Hadoop configuration Item Grooming (hdfs-site.xml)

Source: Internet
Author: User
Tags time in milliseconds

Continue the previous chapter to organize the HDFs related configuration items

Name Value Description
Dfs.default.chunk.view.size 32768 The content display size for each file in the HTTP access page of Namenode, usually without setting.
Dfs.datanode.du.reserved 1073741824 The amount of space reserved for each disk needs to be set up, mainly for non-HDFS files, default is not reserved, 0 bytes
Dfs.name.dir /opt/data1/hdfs/name,
/opt/data2/hdfs/name,
/nfs/data/hdfs/name
The metadata used by NN is saved, and it is generally recommended to keep one copy on NFS, used as a 1.0 ha scenario, or on multiple drives on a single server
Dfs.web.ugi Nobody,nobody Users and groups used by the Web Tracker page server used by NN,JT, etc.
Dfs.permissions true | False DFS permissions are turned on, I generally set false, through the development of tools to train others interface operation to avoid misoperation, set to true sometimes you will encounter data because the permissions can not access.
Dfs.permissions.supergroup SuperGroup Set the HDFS Super privilege group, which is supergroup by default, and the user who started Hadoop is typically superuser.
Dfs.data.dir /opt/data1/hdfs/data,
/opt/data2/hdfs/data,
/opt/data3/hdfs/data,
...
True Datanode data save path, can write multiple hard disks, comma separated
Dfs.datanode.data.dir.perm 755 Path permission for local folder used by Datanode, default 755
Dfs.replication 3 The number of copies of the HDFS data block, by default 3, in theory the more the number of copies run faster, but more storage space is required.

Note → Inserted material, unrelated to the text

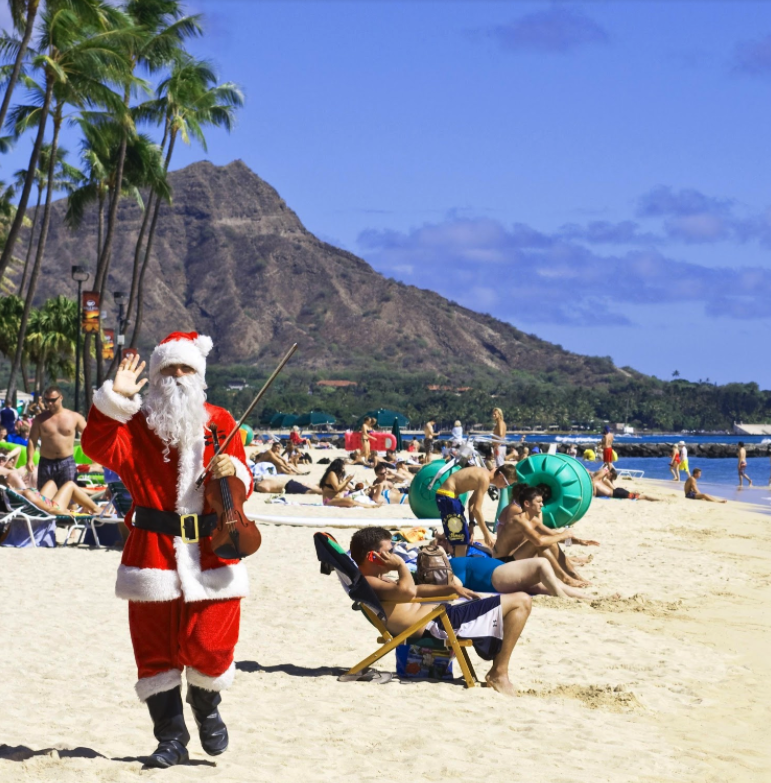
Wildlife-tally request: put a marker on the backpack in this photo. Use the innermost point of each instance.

The rich can tune 5 or 6.
Dfs.replication.max 512 Sometimes the DNS temporary failure recovery causes the data to exceed the default backup count. The largest number of copies, usually of no use, is not written in the config file.

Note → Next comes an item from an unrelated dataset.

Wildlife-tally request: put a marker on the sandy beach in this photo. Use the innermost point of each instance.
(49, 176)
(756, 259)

Dfs.replication.min 1 Minimum number of copies, function ibid.
Dfs.block.size 134217728 The size of each file block, we use 128M, the default is 64M. This calculation needs 128*1024^2, I have encountered someone directly write 128000000, very romantic.
Dfs.df.interval 60000 Disk usage Statistics automatic refresh time in milliseconds.
Dfs.client.block.write.retries 3 The maximum number of times the data block is written, which does not catch a failure before this number of times.
Dfs.heartbeat.interval 3 The heartbeat detection interval for the DN. Seconds
Dfs.namenode.handler.count 10 The number of threads that are expanded after nn startup.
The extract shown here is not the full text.